Jan 10 15:56:14 hal syncthing[20958]: panic: runtime error: slice bounds out of range
Jan 10 16:03:12 hal syncthing[3477]: panic: runtime error: slice bounds out of range
Jan 10 16:31:41 hal syncthing[3926]: panic: runtime error: slice bounds out of range
Jan 10 16:44:52 hal syncthing[5532]: panic: runtime error: slice bounds out of range
Jan 10 16:52:12 hal syncthing[6289]: panic: runtime error: slice bounds out of range
Jan 10 16:57:18 hal syncthing[6743]: panic: runtime error: slice bounds out of range
Jan 10 17:00:44 hal syncthing[7069]: panic: runtime error: slice bounds out of range
Jan 10 17:04:05 hal syncthing[7319]: panic: runtime error: slice bounds out of range
Jan 10 17:06:36 hal syncthing[7552]: panic: runtime error: slice bounds out of range
Jan 10 17:09:46 hal syncthing[7740]: panic: runtime error: slice bounds out of range
Jan 10 17:12:06 hal syncthing[7961]: panic: runtime error: slice bounds out of range
Jan 10 17:14:48 hal syncthing[8143]: panic: runtime error: slice bounds out of range
Jan 10 17:17:02 hal syncthing[8336]: panic: runtime error: slice bounds out of range
Jan 10 17:19:53 hal syncthing[8510]: panic: runtime error: slice bounds out of range
Jan 10 17:22:41 hal syncthing[8715]: panic: runtime error: slice bounds out of range
Jan 10 17:24:59 hal syncthing[8913]: panic: runtime error: slice bounds out of range
Jan 10 17:27:39 hal syncthing[9088]: panic: runtime error: slice bounds out of range
Jan 10 17:30:02 hal syncthing[9281]: panic: runtime error: slice bounds out of range
Jan 10 17:32:18 hal syncthing[9472]: panic: runtime error: slice bounds out of range
Jan 10 17:34:34 hal syncthing[9650]: panic: runtime error: slice bounds out of range
Jan 10 17:36:52 hal syncthing[9820]: panic: runtime error: slice bounds out of range
Jan 10 17:39:09 hal syncthing[9993]: panic: runtime error: slice bounds out of range
Jan 10 17:41:23 hal syncthing[10169]: panic: runtime error: slice bounds out of range
Jan 10 17:44:01 hal syncthing[10339]: panic: runtime error: slice bounds out of range
Jan 10 17:46:16 hal syncthing[10528]: panic: runtime error: slice bounds out of range
Jan 10 17:48:37 hal syncthing[10698]: panic: runtime error: slice bounds out of range
Jan 10 17:51:05 hal syncthing[10875]: panic: runtime error: slice bounds out of range
Jan 10 17:53:37 hal syncthing[11060]: panic: runtime error: slice bounds out of range
Jan 10 17:55:54 hal syncthing[11248]: panic: runtime error: slice bounds out of range
Jan 10 17:58:37 hal syncthing[11420]: panic: runtime error: slice bounds out of range
Jan 10 18:00:57 hal syncthing[11615]: panic: runtime error: slice bounds out of range
Jan 10 18:03:18 hal syncthing[11804]: panic: runtime error: slice bounds out of range
Jan 10 18:05:33 hal syncthing[12181]: panic: runtime error: slice bounds out of range
Jan 10 18:07:52 hal syncthing[12389]: panic: runtime error: slice bounds out of range
I deleted the folder at both ends and created a new folder with a different id, but pointing at the same locations within the file system. This has resolved the issue.

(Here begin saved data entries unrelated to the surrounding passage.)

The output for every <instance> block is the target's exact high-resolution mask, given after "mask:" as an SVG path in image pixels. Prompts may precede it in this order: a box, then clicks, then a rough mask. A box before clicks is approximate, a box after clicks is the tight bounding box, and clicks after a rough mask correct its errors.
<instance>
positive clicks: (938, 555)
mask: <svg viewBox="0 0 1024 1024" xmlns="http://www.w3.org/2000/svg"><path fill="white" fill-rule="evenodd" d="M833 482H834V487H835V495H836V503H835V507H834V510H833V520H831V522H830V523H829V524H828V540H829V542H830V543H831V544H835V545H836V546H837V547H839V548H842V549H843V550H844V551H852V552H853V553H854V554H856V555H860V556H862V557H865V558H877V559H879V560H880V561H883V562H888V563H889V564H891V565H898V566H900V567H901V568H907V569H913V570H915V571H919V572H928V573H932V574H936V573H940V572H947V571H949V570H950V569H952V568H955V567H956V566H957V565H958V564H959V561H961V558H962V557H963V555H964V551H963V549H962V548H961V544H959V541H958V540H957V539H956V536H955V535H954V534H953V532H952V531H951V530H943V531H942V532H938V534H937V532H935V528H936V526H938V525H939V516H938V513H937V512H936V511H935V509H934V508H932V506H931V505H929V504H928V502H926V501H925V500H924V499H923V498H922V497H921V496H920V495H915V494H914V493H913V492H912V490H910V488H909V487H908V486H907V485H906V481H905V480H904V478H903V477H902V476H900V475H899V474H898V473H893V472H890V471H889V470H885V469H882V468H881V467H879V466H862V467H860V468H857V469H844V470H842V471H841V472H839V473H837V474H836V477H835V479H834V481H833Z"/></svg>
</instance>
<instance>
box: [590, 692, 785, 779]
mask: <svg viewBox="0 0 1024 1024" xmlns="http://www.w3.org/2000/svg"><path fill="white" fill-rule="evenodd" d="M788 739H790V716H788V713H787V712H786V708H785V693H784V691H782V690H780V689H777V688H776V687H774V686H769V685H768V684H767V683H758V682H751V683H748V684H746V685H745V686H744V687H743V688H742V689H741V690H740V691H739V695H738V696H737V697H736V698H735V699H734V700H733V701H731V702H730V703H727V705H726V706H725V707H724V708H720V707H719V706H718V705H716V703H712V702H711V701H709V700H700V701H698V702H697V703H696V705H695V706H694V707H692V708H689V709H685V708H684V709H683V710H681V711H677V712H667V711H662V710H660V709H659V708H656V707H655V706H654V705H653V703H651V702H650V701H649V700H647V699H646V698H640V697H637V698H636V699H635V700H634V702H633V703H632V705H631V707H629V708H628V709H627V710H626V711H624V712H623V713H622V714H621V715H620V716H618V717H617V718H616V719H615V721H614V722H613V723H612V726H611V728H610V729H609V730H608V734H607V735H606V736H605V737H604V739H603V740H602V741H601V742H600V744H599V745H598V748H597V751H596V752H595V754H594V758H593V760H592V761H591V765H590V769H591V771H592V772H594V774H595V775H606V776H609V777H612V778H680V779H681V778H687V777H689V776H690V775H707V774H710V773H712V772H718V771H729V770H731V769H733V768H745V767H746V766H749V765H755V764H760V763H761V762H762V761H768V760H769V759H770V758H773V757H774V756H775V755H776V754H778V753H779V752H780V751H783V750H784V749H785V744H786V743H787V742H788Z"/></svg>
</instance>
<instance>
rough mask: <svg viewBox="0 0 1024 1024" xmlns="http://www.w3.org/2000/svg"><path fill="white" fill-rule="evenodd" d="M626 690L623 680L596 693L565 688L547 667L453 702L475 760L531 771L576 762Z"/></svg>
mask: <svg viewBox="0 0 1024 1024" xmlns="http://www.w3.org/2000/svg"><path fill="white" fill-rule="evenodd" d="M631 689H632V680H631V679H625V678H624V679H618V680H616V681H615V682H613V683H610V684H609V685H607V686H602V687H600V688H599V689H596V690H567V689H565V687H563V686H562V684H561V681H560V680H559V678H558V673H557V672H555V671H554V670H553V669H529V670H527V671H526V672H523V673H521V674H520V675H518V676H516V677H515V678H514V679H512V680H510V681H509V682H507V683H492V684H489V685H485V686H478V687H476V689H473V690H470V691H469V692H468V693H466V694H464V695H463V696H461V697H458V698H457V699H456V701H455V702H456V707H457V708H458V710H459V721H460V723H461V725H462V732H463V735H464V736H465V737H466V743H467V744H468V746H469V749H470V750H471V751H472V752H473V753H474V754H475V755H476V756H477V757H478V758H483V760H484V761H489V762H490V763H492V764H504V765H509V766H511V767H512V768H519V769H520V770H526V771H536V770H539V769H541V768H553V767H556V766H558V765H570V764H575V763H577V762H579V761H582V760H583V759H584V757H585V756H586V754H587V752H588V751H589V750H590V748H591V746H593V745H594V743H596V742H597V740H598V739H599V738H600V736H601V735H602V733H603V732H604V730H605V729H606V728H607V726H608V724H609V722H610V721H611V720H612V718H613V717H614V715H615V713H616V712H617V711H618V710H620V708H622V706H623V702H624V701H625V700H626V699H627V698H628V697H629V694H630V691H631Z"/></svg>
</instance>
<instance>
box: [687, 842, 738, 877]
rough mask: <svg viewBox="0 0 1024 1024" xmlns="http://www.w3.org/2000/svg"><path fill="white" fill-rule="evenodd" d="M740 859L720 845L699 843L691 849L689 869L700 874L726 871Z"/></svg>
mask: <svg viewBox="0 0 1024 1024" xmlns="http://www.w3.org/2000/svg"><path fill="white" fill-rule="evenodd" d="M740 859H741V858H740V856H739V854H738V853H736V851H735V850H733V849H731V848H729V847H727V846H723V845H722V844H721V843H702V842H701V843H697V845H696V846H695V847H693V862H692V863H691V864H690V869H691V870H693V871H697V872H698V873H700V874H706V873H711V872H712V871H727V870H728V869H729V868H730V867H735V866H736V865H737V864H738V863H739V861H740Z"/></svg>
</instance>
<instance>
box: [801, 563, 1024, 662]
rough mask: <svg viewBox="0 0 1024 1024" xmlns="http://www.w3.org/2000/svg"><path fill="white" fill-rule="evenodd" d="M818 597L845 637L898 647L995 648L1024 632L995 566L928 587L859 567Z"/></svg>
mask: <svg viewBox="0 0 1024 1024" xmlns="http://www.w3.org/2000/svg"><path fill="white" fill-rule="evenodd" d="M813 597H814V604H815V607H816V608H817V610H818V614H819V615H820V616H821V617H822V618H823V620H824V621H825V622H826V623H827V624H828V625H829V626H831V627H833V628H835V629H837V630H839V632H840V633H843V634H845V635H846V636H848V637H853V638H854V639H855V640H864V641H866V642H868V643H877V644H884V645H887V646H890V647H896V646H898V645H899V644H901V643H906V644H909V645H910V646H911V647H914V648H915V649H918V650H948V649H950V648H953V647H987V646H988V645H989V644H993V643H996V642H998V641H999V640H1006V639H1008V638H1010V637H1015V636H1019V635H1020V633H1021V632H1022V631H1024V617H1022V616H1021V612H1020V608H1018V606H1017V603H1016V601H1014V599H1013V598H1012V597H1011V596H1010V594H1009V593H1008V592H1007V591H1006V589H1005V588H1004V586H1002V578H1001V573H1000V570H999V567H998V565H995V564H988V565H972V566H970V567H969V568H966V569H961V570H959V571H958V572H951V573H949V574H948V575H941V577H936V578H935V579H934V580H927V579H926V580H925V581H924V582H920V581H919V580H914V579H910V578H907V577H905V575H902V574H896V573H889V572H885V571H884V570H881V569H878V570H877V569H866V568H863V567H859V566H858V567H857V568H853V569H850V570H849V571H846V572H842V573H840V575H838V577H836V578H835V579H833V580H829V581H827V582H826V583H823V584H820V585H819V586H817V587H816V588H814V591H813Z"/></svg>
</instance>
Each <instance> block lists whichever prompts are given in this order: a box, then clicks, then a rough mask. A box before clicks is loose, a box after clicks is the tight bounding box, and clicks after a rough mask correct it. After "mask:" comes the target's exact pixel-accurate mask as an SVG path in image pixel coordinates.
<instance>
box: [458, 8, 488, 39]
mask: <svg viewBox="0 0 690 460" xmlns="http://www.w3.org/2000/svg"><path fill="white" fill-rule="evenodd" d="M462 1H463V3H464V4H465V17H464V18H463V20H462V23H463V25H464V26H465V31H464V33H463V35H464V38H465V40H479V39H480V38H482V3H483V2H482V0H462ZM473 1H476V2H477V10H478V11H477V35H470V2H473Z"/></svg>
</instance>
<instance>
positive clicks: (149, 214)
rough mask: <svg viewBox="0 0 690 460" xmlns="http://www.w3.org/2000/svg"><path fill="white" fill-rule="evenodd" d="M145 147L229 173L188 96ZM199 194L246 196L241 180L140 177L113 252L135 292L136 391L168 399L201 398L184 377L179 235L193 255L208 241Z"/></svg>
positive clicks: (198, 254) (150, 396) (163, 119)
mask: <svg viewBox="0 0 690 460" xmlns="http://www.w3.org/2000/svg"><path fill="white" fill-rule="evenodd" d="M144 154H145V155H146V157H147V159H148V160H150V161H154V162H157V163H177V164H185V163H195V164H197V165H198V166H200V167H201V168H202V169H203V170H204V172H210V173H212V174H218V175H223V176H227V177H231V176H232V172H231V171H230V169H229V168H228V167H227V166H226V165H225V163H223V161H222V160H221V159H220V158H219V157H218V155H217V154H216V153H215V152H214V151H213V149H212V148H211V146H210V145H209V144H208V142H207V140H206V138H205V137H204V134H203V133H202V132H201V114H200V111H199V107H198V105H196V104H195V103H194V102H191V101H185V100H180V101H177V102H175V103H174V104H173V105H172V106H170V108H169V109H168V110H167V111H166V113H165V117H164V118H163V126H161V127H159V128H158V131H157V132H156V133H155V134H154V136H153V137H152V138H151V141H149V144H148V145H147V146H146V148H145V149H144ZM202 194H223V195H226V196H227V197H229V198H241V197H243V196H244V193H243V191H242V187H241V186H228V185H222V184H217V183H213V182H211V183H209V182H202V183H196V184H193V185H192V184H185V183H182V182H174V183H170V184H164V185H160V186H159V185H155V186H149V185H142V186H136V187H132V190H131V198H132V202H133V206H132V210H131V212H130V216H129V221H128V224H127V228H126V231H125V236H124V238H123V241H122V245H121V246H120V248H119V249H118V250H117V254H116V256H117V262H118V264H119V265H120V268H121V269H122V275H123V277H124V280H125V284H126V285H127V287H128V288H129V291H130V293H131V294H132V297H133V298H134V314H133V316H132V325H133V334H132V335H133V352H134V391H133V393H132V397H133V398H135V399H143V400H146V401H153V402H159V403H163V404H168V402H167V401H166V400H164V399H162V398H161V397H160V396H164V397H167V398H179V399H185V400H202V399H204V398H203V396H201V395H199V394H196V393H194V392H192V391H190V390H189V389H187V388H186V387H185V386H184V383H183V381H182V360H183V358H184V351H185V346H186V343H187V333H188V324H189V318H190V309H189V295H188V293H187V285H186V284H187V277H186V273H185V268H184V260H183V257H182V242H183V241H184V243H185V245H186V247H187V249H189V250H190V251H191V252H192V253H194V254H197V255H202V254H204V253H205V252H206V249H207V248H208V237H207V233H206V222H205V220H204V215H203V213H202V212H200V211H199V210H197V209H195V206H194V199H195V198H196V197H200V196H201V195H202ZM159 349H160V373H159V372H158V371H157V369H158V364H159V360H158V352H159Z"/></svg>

As background, on geo-fun I originally installed the version that is in the Ubuntu 18.04 repositories. I also installed the snap version on dirac. The snap version didn’t have a version id, and geo-fun was complaining about not being able to sync symlinks. So I shut down those versions and installed all from the apt repository.
I thought that I had deleted all of the config and database directories, but maybe I had missed something. I am not sure if this was a contributing factor, but it provides some context in case anyone else is having problems.